Zuster Fox?

Zuster Fox?

Monday, October 6, 2014

Haring, Hunnebeds and General Conference

What a week! Beloved family and friends, I testify to you that a mission week is at least three times longer than a week in normal life, but in the most awesome ways possible.
My Bike and I

First of all, I tried my first haring last P-day. It is a traditional missionary initiation food here in Nederland... It is a dead, raw, slimy, oily, headless, pickled fish covered with raw onions. Did I make it sounds appetizing enough? You lower it into your mouth and just... eat it. My initial reaction was disgust. Many hilarious pictures were taken of my face contorted in distraught disgust- enjoy! Sister Woodbury is CRAZY and she actually likes it, so she ate it with me... Honestly, it wasn't terrible, it was basically like sushi in texture. The taste was also not the worst thing I've ever had, and the raw onions went well with the raw fish (especially if one was attempting to get the world record for worst breath!). I ate a total of four bites. I believe I deserve to be congratulated. I doubt I'll be doing it again!
The Herring (haring)

Missionary initiation or tasty treat? Here goes...
The money shot! Initial reaction.
Maybe if we do it together?

Nope, it's still gross...
Gelato afterward makes it all better! 
This week was great. I've been working on being more bold and less timid about talking to people. We're missionaries, that's what we do! There is no person on Earth who couldn't use more peace, happiness or direction in their lives, and that's the message that we bring, which reassures me when I don't want to approach someone. Anyway, we've had some great conversations with people this week too. even those who aren't interested are willing to talk to us, and I love that. Dutch people are very direct, but also very kind. Getting to know them is a privilege!

I forgot to mention last week that we had zone training, my very first. It was great to meet the other missionareis in this area, and the theme was great- we discussed becoming master teachers through study, planning, teaching and evaluating- great tips were shared and I've noticed that I've become better at teaching by the Spirit with investigators this week.

This week I went on my first exchange- to Groningen! I worked with Sister Elting for a day in Groningen, and it was way cool. It's a significantly bigger city than Assen! I think one of the reasons I feel so comfortable in Assen is because the size reminds me of home in Frederick. Groningen is bigger, busier, and very old. I saw some huge, beautiful church buildings and lovely parks with swans casually swimming in ponds... It was a great experience. Assen is also very old, but most of its growth is post-WWII so it has fewer giant marvelous cathedrals and such.

General Conference! Oh my goodness. It's so exciting to hear twice a year from prophets, seers, and revelators! We traveled to the Groningen church building and watched both the Saturday and Sunday "morning" sessions live- at 6:00 at night! I loved it though. (Fortunately, we were able to watch it in English). Through Conference I received personal revelation on behalf of myself, as well as ideas for how to better help those we teach. It was fantastic. Also, During Elder Christofferson's talk I was prompted to study the relationship between justice and mercy, which I did the next day. It was a fascinating study session, and I think I understand so much better now the essential nature of both justice and mercy. Justice is the order upon which the universe is built, and I'm grateful not to live in chaos... While mercy provides a way, through justice, for us to be restored to Celestial glory, which we couldn't do on our own. We absolutely must accept our Savior Jesus Christ for mercy to have claim upon us. Basically, it was really enlightening!
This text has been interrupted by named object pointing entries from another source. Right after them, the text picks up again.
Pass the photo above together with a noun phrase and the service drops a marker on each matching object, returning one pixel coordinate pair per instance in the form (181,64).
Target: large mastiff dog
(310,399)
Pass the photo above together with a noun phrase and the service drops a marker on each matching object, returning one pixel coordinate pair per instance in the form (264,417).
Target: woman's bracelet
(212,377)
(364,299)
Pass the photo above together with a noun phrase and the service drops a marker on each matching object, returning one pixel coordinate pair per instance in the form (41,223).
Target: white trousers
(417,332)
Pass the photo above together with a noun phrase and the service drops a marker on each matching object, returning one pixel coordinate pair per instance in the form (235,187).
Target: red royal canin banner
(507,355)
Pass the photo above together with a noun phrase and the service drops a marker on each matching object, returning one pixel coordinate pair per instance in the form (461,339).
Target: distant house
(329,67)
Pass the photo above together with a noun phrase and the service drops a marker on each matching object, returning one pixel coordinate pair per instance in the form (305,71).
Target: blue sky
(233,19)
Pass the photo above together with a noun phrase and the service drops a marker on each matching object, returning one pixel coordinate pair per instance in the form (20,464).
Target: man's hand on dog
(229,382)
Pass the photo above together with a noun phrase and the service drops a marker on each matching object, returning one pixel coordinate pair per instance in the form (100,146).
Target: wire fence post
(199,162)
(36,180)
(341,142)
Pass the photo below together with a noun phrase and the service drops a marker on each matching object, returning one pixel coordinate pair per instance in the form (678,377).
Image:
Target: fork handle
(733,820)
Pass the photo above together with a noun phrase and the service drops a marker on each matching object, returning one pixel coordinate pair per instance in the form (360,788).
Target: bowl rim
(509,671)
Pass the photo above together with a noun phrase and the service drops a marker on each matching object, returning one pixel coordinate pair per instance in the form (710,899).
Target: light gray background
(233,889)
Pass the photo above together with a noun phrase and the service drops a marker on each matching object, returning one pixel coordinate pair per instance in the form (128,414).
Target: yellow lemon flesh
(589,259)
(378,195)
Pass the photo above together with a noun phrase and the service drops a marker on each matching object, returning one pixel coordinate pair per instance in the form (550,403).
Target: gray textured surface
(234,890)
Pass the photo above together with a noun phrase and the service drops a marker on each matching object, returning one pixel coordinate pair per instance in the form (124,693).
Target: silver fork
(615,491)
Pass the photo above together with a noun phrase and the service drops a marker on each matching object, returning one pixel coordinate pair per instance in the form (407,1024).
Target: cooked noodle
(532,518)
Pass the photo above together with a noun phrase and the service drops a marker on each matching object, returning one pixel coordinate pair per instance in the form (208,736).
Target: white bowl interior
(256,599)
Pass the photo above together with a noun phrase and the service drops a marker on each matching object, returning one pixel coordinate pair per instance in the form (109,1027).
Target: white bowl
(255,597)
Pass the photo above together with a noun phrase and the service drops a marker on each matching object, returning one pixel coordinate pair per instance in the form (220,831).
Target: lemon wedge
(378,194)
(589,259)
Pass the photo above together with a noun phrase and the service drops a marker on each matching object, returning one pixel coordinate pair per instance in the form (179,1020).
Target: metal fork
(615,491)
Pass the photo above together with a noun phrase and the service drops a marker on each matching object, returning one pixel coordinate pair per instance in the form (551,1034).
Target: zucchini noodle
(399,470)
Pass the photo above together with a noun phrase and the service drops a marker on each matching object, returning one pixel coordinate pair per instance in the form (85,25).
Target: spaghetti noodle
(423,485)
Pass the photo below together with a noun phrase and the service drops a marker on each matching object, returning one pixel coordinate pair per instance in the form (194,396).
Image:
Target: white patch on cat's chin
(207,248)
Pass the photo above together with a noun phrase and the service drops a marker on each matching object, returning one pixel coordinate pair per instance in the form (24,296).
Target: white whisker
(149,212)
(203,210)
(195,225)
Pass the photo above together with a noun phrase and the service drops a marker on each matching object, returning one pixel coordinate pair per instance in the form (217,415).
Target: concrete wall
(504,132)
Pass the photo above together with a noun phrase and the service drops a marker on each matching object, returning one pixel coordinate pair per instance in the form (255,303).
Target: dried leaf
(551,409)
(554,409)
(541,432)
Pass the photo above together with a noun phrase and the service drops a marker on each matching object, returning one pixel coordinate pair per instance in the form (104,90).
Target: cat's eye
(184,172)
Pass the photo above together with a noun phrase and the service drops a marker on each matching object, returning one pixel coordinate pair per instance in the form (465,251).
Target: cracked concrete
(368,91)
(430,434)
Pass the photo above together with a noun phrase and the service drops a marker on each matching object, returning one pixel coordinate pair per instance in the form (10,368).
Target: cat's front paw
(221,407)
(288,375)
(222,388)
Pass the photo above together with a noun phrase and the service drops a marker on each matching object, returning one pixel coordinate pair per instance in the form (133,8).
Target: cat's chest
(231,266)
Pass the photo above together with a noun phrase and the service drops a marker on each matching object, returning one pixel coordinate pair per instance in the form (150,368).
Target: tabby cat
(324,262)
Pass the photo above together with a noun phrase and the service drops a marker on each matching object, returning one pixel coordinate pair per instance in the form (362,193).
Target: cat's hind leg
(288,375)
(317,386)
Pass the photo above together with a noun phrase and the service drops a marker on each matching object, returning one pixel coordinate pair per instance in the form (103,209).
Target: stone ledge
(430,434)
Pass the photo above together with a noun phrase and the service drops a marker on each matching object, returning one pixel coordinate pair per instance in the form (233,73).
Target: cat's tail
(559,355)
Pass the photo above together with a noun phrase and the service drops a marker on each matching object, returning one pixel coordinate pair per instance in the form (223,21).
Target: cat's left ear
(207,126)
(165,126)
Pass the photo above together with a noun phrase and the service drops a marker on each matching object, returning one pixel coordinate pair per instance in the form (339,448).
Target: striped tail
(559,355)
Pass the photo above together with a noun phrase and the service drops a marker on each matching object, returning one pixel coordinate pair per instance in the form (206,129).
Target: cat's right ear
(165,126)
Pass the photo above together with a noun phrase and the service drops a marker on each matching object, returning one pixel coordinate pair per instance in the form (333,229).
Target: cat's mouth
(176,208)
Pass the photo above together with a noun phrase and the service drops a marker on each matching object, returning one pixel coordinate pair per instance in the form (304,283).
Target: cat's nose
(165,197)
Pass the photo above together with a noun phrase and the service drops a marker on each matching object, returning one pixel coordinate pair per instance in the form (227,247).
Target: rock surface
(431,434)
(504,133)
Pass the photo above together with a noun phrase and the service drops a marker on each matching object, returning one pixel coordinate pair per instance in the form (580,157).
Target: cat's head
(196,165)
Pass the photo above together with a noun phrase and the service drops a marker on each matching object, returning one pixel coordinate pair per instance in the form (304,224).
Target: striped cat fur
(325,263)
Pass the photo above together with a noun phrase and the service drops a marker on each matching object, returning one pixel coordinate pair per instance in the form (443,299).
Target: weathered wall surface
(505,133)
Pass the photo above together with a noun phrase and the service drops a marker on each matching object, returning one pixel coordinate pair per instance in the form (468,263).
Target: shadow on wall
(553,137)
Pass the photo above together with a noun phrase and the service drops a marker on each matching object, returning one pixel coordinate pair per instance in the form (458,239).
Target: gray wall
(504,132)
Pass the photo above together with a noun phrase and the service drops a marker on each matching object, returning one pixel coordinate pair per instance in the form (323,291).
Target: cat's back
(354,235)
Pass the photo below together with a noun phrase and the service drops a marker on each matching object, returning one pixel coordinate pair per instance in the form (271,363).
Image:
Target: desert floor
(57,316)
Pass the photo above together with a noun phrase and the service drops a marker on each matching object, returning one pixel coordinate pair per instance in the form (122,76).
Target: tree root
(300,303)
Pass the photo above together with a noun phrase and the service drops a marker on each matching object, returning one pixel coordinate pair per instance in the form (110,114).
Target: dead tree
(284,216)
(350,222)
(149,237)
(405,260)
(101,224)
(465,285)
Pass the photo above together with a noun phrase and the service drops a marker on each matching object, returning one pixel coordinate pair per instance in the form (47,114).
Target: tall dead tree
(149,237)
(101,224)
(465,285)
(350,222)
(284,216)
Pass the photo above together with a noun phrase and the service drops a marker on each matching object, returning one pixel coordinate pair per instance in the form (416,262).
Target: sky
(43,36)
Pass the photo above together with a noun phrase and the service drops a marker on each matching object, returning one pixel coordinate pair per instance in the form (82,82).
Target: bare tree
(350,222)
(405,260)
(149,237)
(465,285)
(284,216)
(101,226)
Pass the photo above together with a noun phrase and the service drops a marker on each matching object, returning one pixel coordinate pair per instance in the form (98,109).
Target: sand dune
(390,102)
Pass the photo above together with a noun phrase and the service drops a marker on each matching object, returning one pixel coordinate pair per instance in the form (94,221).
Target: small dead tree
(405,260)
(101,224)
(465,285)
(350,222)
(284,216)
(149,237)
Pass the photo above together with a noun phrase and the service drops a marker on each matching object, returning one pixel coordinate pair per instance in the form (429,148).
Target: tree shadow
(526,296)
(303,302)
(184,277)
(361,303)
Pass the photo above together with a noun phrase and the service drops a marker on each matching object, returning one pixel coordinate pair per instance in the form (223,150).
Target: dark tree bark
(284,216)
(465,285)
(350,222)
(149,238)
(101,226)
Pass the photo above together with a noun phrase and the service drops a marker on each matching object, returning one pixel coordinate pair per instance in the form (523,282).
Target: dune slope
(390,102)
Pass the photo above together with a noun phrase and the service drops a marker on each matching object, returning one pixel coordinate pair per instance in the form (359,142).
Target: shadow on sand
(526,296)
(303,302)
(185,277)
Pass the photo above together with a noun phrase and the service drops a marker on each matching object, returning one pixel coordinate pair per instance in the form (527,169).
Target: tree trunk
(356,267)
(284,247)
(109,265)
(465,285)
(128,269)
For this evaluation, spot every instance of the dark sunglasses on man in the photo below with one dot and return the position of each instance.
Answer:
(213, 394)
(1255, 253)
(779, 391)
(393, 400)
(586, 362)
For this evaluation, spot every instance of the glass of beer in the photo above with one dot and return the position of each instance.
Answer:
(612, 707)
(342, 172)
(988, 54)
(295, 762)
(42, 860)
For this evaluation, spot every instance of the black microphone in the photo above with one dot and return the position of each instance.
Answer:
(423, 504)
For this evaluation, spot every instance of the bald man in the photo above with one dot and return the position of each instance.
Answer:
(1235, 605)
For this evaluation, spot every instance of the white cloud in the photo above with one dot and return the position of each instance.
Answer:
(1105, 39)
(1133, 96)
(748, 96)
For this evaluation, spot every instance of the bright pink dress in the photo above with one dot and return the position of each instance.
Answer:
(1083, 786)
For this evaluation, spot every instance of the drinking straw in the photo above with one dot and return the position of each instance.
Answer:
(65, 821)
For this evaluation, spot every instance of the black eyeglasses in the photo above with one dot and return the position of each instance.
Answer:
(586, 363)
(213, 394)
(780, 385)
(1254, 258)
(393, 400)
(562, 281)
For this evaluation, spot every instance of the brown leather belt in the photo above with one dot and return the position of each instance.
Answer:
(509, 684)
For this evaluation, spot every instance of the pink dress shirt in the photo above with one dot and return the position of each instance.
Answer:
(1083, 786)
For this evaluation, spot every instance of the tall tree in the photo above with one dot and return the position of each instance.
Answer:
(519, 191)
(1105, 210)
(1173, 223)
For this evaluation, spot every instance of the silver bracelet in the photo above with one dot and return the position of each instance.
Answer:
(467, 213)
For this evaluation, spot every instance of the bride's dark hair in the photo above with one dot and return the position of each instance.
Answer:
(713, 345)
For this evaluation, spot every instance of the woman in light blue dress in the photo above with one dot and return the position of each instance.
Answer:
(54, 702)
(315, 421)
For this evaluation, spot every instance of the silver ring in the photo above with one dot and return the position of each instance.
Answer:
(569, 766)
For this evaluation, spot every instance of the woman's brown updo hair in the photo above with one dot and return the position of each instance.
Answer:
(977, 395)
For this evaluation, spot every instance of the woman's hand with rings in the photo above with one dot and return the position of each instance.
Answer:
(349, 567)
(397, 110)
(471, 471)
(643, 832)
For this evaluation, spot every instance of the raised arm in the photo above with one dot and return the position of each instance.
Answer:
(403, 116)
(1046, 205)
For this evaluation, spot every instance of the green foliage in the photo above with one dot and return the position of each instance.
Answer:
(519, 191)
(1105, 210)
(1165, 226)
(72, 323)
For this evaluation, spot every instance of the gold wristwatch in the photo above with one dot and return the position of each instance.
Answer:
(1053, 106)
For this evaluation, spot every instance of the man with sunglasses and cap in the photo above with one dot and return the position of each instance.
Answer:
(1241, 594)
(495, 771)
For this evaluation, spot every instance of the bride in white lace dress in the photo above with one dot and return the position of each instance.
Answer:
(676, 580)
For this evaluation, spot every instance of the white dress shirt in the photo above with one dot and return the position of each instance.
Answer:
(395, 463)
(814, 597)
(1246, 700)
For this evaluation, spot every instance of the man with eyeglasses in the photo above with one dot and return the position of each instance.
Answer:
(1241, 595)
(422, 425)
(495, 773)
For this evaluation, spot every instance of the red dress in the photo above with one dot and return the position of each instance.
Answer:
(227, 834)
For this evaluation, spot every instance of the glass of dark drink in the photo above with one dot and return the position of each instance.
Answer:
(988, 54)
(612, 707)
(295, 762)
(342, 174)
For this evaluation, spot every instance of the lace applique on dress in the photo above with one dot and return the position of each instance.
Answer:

Hunnebeds: you've all heard of Stonehenge in England, I assume. Well, it turns out that Drenthe province here in Nederland is littered with other giant megalithic tombs just like it! They are thousands of years old, and it's equally mystifying how such relatively primitive people managed to move such giant boulders. The boulders, by the way, are from Swedish mountains, brought here by glaciers millions of years ago... Anyway, it's way cool. So Sister Woodbury and I went and explored some nearby ones today. You're allowed to climb on and around them, so it was really fun, and excellently relaxing P-day activity.
Hunnebeds.
Me on top of megalithic tombs!
Hunnebed Selfie.
Welcome to the Hunnebeds!
Holding up giant rocks.

Overall, this was a wonderful week! Being a missionary is a great responsibility, but also a great blessing. I love being here!

Tot volgende week!
-Zuster Voss

1 comment:

  1. Love keeping up with you via your blog! So cool!!